TCM: Between now and when the new factory is built, will Northern Lite honor warranties for existing customers?
Keith: Yes. Nothing changes as far as supporting our dealers and customers. Parts are taking longer to get to people, but we will get people what they require. Specialty items are getting outsourced. For example the boat company is making the fiberglass air conditioner platforms.
TCM: If a customer ordered a Northern Lite camper before the fire, when can they expect to see a unit delivered?
Keith: Once we get the factory rolling, the people who had orders will be the first to get campers at the price they bought them.
TCM: How are you going to rebuild the molds?
Keith: We are working with a 3D CAD designer. That design will then go to the plug manufacturer and then the plugs will be built with a 3D CNC machine.

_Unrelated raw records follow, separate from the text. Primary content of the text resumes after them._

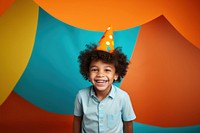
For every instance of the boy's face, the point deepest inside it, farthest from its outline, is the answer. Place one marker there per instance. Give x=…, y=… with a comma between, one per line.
x=102, y=75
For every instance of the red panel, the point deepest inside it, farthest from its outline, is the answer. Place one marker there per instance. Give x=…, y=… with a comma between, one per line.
x=163, y=79
x=20, y=116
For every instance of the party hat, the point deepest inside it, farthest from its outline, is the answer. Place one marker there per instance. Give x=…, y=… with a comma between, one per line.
x=106, y=42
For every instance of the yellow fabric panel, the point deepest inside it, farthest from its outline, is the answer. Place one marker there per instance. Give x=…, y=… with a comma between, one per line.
x=17, y=29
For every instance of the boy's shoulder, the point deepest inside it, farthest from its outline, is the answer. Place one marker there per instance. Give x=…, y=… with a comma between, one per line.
x=84, y=91
x=119, y=91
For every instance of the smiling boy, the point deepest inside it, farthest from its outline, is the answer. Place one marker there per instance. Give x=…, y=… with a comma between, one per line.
x=103, y=107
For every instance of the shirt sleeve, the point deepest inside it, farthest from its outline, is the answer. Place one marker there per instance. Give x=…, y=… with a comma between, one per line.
x=128, y=113
x=78, y=110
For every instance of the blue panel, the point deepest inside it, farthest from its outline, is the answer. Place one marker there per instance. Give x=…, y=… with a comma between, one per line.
x=52, y=79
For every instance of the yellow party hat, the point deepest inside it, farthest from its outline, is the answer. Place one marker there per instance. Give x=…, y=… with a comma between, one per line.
x=106, y=42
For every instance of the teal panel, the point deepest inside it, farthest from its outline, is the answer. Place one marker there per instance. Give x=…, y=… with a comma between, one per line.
x=52, y=79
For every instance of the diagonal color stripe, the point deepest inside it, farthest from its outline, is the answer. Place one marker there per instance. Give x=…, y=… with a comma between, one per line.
x=51, y=79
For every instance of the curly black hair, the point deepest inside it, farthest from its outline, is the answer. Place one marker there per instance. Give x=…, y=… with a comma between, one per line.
x=117, y=58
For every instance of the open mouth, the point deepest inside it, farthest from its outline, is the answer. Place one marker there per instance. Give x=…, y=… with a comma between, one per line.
x=101, y=81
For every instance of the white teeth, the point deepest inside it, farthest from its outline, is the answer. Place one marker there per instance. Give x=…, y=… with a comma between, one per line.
x=101, y=81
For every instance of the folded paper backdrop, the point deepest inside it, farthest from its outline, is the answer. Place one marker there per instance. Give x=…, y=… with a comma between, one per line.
x=164, y=65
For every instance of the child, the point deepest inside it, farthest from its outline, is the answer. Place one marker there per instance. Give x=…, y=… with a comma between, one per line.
x=103, y=107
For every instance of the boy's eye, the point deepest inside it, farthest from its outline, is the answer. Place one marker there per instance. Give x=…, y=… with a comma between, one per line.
x=93, y=70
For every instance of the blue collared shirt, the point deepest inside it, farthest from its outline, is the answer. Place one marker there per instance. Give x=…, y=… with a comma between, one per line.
x=104, y=116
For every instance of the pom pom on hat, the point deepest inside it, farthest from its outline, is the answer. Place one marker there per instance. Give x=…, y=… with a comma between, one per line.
x=106, y=42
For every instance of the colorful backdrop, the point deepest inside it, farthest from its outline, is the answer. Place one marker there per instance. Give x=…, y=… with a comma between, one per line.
x=39, y=73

The plug is the finished product, and then the molds are built from that.
The company that makes the plugs is in the United States. Once they’re completed, the molds will be trucked back to Canada. They’ve held some production time in their system knowing that our orders are coming through. That’s just another example of a company that’s been helping us.
TCM: Since the 9-6 and 10-2 molds were destroyed, are you going to replace them with another 9-6 and 10-2, or are you considering completely new models?
Keith: We will definitely have a 9-6. There will be something based off the 10-2. Time will tell what exactly that will be. That’s one of the decisions we’re working on. I can say that dealers and customers will be excited. There will be a lot of exciting changes.
Above: This photograph shows the foundation and front wall of the burned building. The existing foundation will be utilized for the new factory.
TCM: Are you rebuilding in the same location and on the same foundation as the old factory?
Keith: We are utilizing the footprint of the old factory, which will save us about a month and a half of time. From there, the entire layout and building will be changed.
The whole elevation is coming up a foot. By raising the elevation, there will be space to run wiring and plumbing under the factory floor.
There will be a new glass shop and room separate from the factory in the rear of the property. The firewalls will be separated, and the buildings will not be in contact.
The new factory will have 10,000 additional square feet. That’s a lot of square footage. Overall, the factory will be much more efficient and will greatly enhance our capacity.
TCM: Is there anything else you would like to add?
Keith: Thank you to all our friends, colleagues in the RV industry, and customers who have supported us. This has been traumatic for our family and staff. We’re looking forward to getting rebuilt and being better and stronger than we were before.
We ask everyone to be patient and to be looking forward to buying their new Northern Lite camper when we’re back in operation.